Yes way. In case you have not yet noticed, the 3DS Paint app now works on iPod touch and iPhone. Needless to say, it works better than the 3DS itself as far as drawing reaches.
In the past, if you tried to draw with the iPod, it would do nothing but move with your finger. Now the screen stays as still as ever with this new piece of coding, and allows you to paint your pretty picture.
This morning, my good friend Jailiene asked if I could make my latest game, Bricks, compatible with her iPod and/or DSi. I said to her I'll see what I could do.
I added a simple onmousemove event to the game. Although that accomplished a few minor things (paddle is now movable via mouse and stylus), it neither worked on iPod (duh) and the DSi.
Using HullBreache's wonderful library of SDK samples, I studied clientX and other mouse tactics.
No luck.
While reading in one of my books, I stumbled upon a new group of events called touch events. I decided to try my hand (and fingers) in this newfound wonder.
I started by adding "ontouchmove" event to a canvas, triggering a test alert. It worked! The alert popped up not when touched the canvas, but slid my finger across.
But more frustration came upon me when I tried to add clientX. Turns out ontouchmove is a bit more demanding than onmousemove. While onmousemove deals with one cursor, ontouchmove has many possible combinations.
So I did more research. And found a whole new group of DOM controls that help translate the different actions.
Adding an "if" statement to check if only one finger is being used, I open an array of controls, focusing the action to that only finger.

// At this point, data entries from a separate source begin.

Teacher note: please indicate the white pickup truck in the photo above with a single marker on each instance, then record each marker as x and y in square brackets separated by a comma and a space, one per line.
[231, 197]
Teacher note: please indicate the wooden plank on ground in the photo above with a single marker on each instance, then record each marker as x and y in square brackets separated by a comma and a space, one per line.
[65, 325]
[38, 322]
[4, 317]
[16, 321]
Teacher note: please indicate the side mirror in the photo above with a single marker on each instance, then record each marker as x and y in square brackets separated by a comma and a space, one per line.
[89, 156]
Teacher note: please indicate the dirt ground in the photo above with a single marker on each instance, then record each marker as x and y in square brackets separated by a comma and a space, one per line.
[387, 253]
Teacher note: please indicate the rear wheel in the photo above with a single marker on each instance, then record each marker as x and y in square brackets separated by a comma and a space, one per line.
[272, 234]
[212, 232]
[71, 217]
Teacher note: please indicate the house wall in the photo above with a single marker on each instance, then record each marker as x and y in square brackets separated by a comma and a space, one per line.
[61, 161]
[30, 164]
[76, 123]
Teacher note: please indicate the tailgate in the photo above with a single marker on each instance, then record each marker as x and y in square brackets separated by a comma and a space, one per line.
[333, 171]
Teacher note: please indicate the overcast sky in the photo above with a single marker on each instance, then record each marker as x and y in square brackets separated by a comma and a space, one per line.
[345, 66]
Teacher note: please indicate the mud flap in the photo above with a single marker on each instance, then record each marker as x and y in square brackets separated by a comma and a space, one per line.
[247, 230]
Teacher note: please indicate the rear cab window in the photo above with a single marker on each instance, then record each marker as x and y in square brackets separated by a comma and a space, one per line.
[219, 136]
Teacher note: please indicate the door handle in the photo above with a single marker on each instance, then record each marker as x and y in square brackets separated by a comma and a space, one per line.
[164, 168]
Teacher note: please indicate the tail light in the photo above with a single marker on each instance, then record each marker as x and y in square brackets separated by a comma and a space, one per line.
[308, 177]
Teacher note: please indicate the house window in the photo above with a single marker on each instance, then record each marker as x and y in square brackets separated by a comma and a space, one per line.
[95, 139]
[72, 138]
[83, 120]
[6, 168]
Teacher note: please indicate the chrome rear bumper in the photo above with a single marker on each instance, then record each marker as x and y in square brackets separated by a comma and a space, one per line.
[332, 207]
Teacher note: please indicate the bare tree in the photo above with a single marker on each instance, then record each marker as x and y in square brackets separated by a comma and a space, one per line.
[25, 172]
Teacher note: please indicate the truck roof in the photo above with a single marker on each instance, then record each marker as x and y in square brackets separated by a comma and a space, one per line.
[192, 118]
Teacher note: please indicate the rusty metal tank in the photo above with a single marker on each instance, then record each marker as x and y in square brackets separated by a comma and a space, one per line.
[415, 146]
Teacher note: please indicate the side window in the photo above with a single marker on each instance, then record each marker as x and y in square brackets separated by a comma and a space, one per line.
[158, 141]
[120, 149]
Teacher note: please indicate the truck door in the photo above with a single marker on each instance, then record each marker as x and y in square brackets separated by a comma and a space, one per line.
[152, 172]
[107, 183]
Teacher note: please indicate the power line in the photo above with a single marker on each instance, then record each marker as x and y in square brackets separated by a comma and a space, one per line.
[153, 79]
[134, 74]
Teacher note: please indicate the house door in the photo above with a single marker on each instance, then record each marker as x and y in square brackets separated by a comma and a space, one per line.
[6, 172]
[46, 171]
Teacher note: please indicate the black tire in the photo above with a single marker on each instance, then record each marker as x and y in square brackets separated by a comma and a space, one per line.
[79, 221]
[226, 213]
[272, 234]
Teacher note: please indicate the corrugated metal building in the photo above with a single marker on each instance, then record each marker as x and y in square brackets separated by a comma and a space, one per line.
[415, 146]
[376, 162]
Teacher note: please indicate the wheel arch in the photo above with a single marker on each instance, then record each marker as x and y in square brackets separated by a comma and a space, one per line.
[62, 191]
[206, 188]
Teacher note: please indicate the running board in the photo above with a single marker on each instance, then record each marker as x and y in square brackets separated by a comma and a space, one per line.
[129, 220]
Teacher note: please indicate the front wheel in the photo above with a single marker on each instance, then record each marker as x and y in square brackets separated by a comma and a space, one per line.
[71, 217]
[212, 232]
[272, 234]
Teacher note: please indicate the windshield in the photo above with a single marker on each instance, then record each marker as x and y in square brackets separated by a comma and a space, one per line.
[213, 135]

Once all that is filtered out, then I can use clientX (actually, I used screenX, since it works better on iPod) to determine the location of the paddle.
STILL NO >.<
Very very picky stuff. I tried what seemed like hundreds of combinations, until finally, right on the verge of giving up, I found it. I was able to move the paddle by finger on the iPod touch!
All I had next to worry about was the actual screen scrolling. It still wanted to vertically scroll on me, thus canceling the whole process.
Tried return; false with no success. So back to the book.
I found the secret weapon that completely locks the page in place as long as one finger remains on the screen.
And as an added bonus, tapping three fingers pauses the game.
Very proud and excited, I showed HB, who was also thrilled. He asked if he can use it for Paint. Sure, why not? After all, the main inspiration came from his own work.
So that's why you can now paint with the iPod touch/iPhone.